Question about before the children come?

Lindsey M.
on 12/22/11 3:18 am - CA
 My husband and I have his two daughters for a 2 week visitation. They have been with their mothers for over a year and do not have the same type of rules/expectations him and I have for them and our future children together. Him and I are ttc our own children together. These few days with his girls have been very hard on us as a couple but nothing terrible. We are very much a team and everything just flows with us from start to finish everyday. 
We want to figure out how to implement a good transition for couple to couple plus children. Any advise to prepare? And keep our team/duo working smoothly?
  

 *I Love My RNY!*  
Lexa321
on 12/22/11 3:36 am - weston, FL
step children and bio children are a very different ball game... being a strong supportive couple will help...children will rock you to your core... a few times...
hockeybabe2u
on 12/22/11 4:04 am - Allegan, MI
Best advice I can give you is to not argue in front of the children or go against what the other parent is trying to say,teach or desipline the child because the kids will work that against you.

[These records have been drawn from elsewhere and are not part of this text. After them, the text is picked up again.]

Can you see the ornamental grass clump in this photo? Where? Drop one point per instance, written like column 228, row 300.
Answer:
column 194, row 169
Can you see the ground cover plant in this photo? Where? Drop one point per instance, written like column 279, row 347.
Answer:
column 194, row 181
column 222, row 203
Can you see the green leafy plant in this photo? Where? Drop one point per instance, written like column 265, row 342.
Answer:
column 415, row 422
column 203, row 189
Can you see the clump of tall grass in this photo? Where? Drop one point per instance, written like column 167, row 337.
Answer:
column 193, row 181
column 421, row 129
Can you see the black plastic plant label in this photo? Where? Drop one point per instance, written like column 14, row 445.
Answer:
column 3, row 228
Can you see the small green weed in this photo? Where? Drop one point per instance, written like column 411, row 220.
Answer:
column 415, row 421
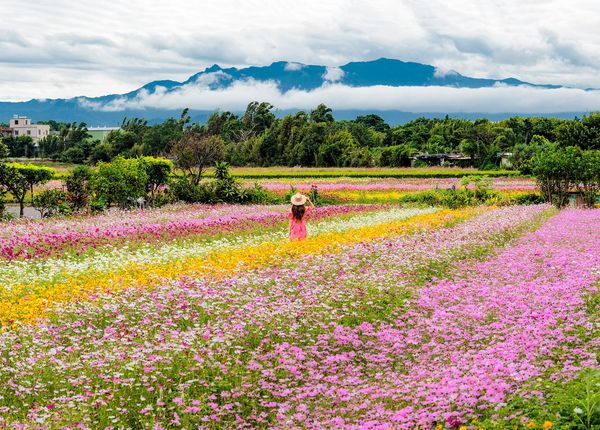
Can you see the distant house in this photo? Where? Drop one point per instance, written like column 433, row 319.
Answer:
column 22, row 126
column 443, row 159
column 100, row 133
column 6, row 131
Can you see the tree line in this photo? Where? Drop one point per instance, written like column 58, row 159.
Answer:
column 258, row 138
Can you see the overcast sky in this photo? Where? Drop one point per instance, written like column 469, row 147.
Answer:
column 64, row 48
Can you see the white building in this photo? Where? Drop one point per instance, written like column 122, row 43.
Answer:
column 22, row 126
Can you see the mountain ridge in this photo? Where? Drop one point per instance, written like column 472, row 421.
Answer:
column 287, row 76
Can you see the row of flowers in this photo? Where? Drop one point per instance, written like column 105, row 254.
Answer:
column 404, row 185
column 343, row 330
column 58, row 280
column 76, row 236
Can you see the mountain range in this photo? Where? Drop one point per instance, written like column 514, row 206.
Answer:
column 111, row 109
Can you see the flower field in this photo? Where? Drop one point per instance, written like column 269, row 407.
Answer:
column 373, row 190
column 386, row 317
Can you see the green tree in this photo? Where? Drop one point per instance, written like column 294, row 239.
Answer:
column 18, row 179
column 397, row 155
column 556, row 172
column 589, row 176
column 570, row 133
column 195, row 152
column 51, row 203
column 79, row 187
column 158, row 171
column 121, row 181
column 337, row 149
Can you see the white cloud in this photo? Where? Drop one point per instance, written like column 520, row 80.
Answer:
column 440, row 72
column 293, row 67
column 333, row 74
column 498, row 99
column 85, row 47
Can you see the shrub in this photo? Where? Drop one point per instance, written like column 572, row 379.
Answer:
column 51, row 203
column 78, row 187
column 20, row 178
column 121, row 181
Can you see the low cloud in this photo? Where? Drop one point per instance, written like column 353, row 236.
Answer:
column 333, row 74
column 499, row 99
column 440, row 72
column 293, row 67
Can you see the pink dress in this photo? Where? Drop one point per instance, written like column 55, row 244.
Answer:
column 298, row 228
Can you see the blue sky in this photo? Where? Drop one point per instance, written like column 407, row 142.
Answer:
column 64, row 48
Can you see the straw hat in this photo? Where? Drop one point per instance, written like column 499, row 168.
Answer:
column 299, row 199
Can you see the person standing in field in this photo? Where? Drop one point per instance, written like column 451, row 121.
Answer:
column 297, row 216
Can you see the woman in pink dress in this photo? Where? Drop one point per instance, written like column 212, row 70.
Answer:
column 297, row 216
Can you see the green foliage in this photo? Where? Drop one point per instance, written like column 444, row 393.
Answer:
column 3, row 150
column 20, row 146
column 158, row 172
column 18, row 179
column 559, row 171
column 572, row 405
column 51, row 203
column 397, row 156
column 195, row 152
column 224, row 189
column 79, row 187
column 122, row 181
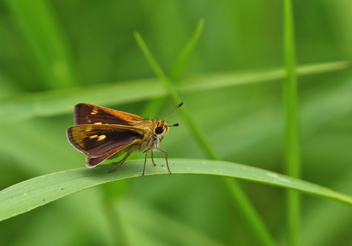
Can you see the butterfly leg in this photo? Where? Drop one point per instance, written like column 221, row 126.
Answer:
column 122, row 161
column 167, row 163
column 153, row 159
column 145, row 161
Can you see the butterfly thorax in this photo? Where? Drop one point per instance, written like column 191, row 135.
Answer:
column 154, row 132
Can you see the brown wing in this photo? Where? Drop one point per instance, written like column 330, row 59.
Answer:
column 86, row 113
column 97, row 140
column 92, row 162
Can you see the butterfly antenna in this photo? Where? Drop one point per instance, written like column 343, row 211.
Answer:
column 173, row 110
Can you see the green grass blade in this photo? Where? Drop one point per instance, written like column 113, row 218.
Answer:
column 253, row 218
column 54, row 102
column 292, row 134
column 32, row 193
column 195, row 130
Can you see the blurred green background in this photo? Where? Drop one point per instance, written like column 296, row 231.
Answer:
column 67, row 47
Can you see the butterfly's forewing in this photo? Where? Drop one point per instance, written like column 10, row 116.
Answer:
column 91, row 114
column 98, row 140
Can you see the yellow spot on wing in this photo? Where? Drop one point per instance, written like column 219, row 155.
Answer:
column 101, row 137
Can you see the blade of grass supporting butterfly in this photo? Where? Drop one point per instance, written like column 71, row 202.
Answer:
column 152, row 106
column 47, row 43
column 240, row 198
column 292, row 145
column 36, row 192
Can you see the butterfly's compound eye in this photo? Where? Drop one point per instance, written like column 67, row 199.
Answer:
column 159, row 130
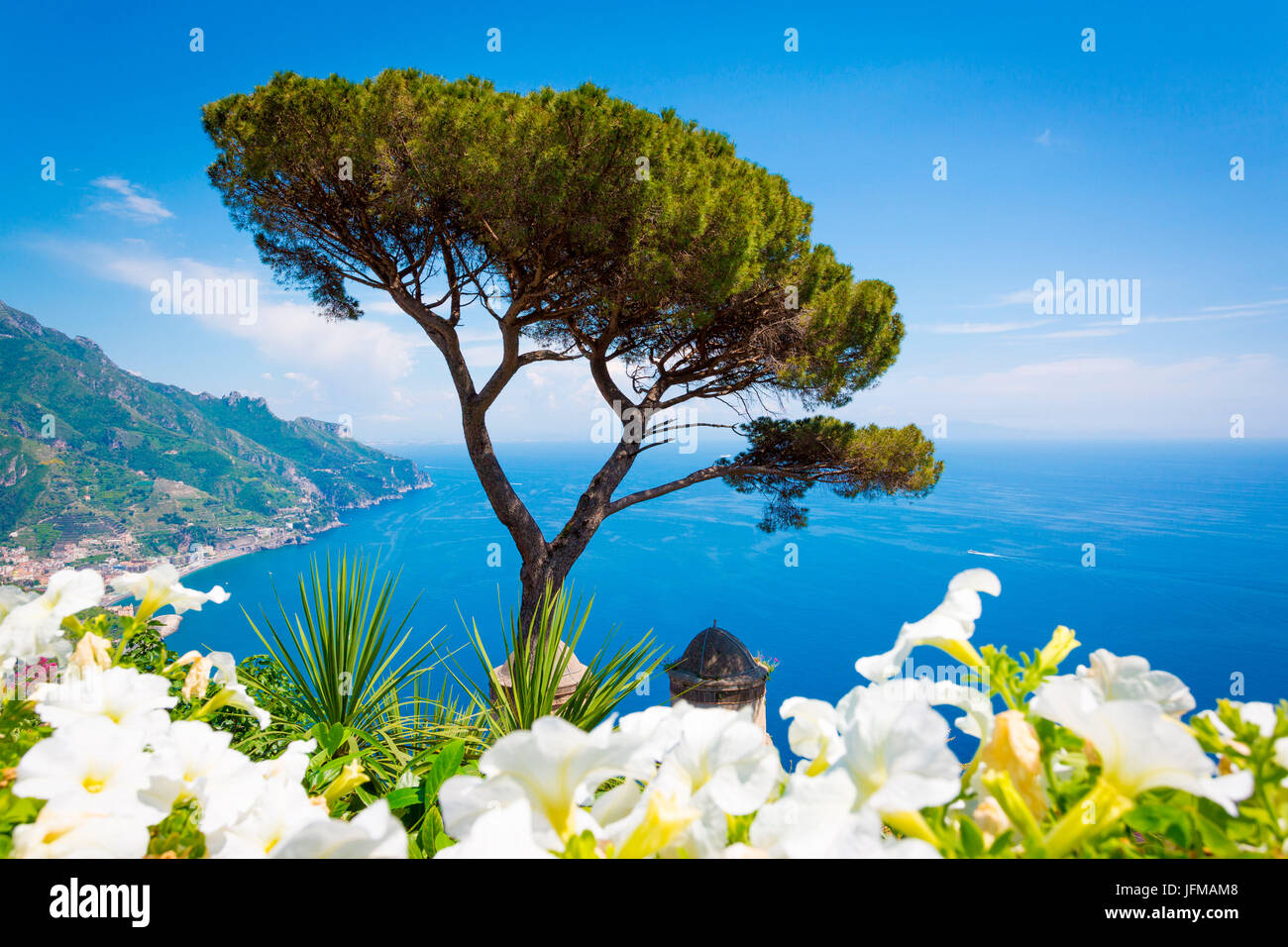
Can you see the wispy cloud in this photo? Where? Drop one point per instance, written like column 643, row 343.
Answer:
column 1091, row 333
column 288, row 333
column 1017, row 298
column 128, row 200
column 984, row 328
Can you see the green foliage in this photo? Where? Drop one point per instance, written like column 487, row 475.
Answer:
column 549, row 643
column 340, row 674
column 609, row 231
column 342, row 657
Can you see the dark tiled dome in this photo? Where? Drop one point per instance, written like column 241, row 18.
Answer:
column 716, row 654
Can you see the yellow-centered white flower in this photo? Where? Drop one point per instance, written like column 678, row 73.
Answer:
column 1140, row 748
column 160, row 586
column 1128, row 678
column 948, row 626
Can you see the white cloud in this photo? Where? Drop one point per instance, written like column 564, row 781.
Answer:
column 129, row 201
column 984, row 328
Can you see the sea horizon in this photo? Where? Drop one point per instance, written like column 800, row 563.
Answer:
column 1177, row 530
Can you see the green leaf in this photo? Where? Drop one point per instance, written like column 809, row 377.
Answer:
column 973, row 839
column 446, row 764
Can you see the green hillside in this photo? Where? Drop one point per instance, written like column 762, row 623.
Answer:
column 88, row 449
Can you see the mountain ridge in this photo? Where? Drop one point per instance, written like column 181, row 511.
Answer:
column 89, row 450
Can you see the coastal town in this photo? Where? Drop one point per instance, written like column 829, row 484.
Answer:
column 121, row 553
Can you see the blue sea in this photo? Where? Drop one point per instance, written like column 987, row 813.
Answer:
column 1189, row 541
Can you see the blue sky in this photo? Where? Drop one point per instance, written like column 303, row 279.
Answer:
column 1104, row 165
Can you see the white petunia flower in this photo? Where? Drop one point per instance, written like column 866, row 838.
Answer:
column 90, row 767
column 948, row 626
column 721, row 757
column 896, row 750
column 815, row 818
column 124, row 696
column 1140, row 748
column 558, row 767
column 465, row 799
column 232, row 693
column 160, row 586
column 279, row 810
column 502, row 831
column 193, row 761
column 812, row 732
column 1128, row 678
column 374, row 832
column 59, row 834
column 33, row 631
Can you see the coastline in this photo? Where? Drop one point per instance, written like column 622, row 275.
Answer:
column 303, row 538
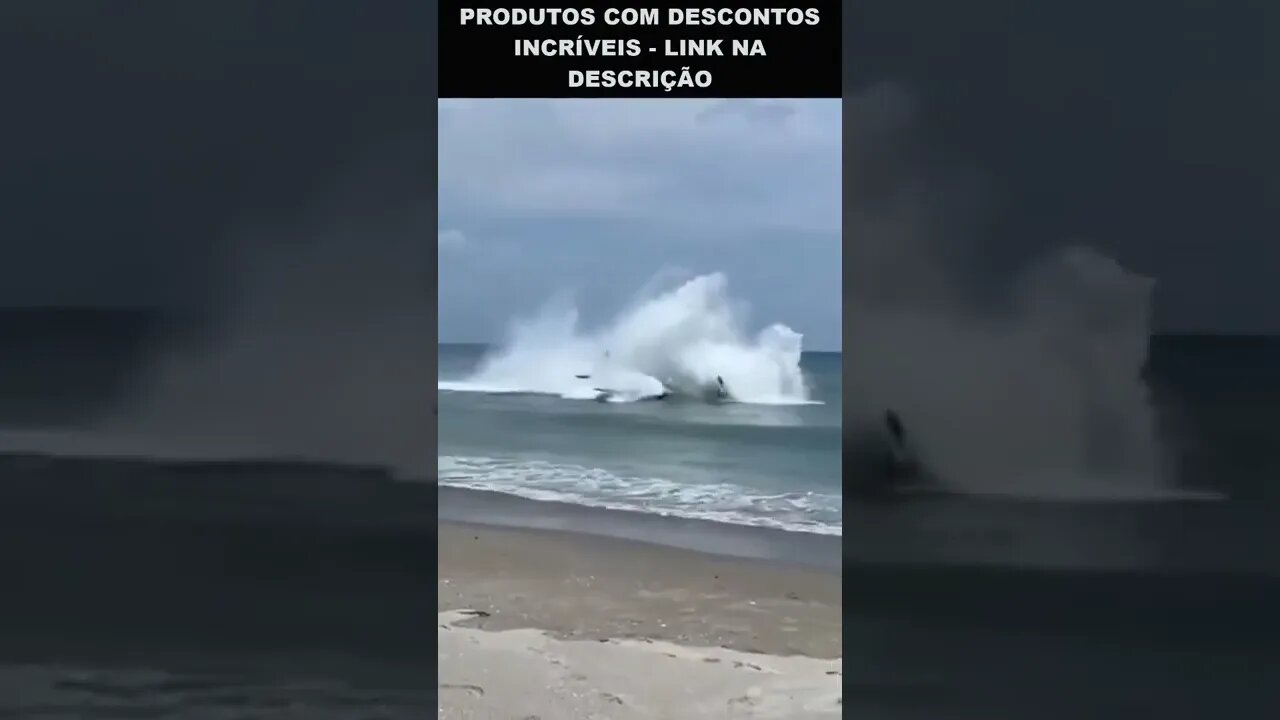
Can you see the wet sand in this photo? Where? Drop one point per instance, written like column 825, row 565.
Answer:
column 554, row 624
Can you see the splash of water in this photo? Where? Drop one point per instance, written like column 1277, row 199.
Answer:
column 681, row 341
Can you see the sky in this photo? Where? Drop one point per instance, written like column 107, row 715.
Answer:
column 149, row 153
column 595, row 197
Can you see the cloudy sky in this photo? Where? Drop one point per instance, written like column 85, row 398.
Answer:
column 595, row 197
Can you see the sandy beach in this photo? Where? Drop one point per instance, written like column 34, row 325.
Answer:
column 560, row 625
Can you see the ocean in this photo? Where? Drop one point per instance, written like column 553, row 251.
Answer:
column 208, row 588
column 772, row 465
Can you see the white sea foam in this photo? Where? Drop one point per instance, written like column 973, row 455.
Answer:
column 677, row 341
column 722, row 502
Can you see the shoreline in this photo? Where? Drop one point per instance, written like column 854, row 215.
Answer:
column 565, row 624
column 711, row 537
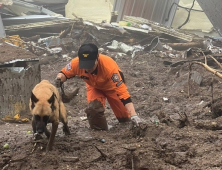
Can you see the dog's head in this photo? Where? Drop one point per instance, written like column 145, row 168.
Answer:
column 41, row 110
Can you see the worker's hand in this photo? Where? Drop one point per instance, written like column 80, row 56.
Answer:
column 58, row 82
column 136, row 120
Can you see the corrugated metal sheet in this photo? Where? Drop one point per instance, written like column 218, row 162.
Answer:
column 154, row 10
column 213, row 11
column 16, row 83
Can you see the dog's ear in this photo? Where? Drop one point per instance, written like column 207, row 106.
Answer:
column 34, row 100
column 52, row 101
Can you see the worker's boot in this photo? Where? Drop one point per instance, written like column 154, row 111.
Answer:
column 95, row 115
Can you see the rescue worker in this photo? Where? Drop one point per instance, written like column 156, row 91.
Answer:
column 104, row 80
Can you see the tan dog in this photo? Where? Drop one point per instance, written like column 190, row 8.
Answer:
column 46, row 106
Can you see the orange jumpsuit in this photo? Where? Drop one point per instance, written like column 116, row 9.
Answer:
column 105, row 83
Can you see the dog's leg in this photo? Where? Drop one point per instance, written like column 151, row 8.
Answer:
column 52, row 136
column 63, row 118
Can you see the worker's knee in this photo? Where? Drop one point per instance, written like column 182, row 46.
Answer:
column 95, row 115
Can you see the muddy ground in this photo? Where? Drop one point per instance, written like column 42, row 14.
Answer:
column 184, row 132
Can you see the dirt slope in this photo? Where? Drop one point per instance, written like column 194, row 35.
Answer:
column 182, row 131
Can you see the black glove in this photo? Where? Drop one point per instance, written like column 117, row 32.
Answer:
column 136, row 120
column 58, row 82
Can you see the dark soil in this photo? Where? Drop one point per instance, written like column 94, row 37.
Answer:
column 183, row 133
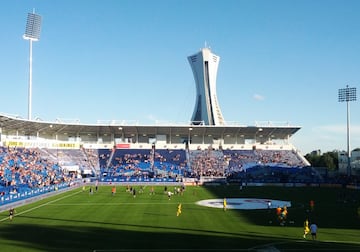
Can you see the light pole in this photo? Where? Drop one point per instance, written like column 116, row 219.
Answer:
column 32, row 33
column 346, row 95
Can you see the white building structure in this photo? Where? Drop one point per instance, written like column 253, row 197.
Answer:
column 204, row 65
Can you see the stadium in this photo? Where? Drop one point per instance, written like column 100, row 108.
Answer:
column 115, row 186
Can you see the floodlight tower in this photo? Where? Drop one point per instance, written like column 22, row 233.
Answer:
column 346, row 95
column 32, row 33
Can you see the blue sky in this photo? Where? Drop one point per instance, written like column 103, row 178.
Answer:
column 280, row 61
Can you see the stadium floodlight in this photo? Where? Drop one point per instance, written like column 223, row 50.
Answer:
column 32, row 33
column 347, row 95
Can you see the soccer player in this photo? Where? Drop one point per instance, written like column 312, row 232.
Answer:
column 179, row 210
column 306, row 228
column 313, row 230
column 11, row 213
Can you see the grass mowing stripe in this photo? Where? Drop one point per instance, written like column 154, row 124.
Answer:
column 39, row 206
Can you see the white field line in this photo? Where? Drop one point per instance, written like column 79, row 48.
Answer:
column 42, row 205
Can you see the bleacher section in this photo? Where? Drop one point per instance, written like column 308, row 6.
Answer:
column 26, row 171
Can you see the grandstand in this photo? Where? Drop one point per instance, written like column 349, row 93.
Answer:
column 206, row 149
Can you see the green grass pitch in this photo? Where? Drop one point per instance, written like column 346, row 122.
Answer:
column 78, row 221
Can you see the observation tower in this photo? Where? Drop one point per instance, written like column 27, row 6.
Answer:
column 204, row 65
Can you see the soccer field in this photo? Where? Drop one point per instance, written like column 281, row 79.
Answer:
column 79, row 221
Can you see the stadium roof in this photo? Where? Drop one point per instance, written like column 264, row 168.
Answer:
column 17, row 126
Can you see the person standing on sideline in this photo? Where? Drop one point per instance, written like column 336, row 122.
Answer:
column 11, row 213
column 179, row 210
column 313, row 231
column 96, row 185
column 306, row 228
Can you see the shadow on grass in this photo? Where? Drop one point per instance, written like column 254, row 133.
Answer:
column 80, row 238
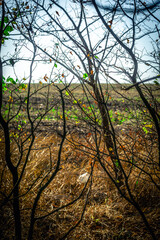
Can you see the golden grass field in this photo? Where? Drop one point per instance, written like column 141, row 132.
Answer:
column 107, row 215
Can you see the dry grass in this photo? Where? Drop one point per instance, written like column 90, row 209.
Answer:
column 107, row 215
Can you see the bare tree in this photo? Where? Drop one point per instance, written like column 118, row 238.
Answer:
column 91, row 44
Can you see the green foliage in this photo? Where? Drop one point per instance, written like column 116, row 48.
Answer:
column 7, row 29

Trust me, this isn't easy to do all the time, but for the most part my husband and I are on the same page....I just sometimes feel he gets on my kids from my previous marriage harder than he needs to. It's also hard on me because I can see both sides when my husband and older 2 kids don't see eye to eye....sometimes I feel in the middle! And like Lexa said, step children and bio children are quite different but it's important that the step-parent love the step-children like their own and do their best to treat them the same!

 Lilypie - (XOJP)Lilypie - (5Vrv)Lilypie - (DpEi)Lilypie - (qPOc)



 

victoria3
on 12/22/11 11:48 pm - Douglassville, PA
My husband and his Ex have joint custody of their 2 boys (5 & 3)- and sometimes we do talk all together to make sure we are all on the same page as far as to what is going on in each other lives/homes.  We do try to keep her rules the same as ours as her, so there is consistency (she does have them more time than we do).   I do fell that sometimes I am the wicked step-mother because I am harder on them than their dad is- he wants to be the "fun dad" but there is a time that he needs to be a parent and not a playmate.  There are times that I will talk (more in text) his Ex and let her know that something has happened either good or bad- and not necessarily will tell my DH about it- sometime women can understand each other better than Ex's can.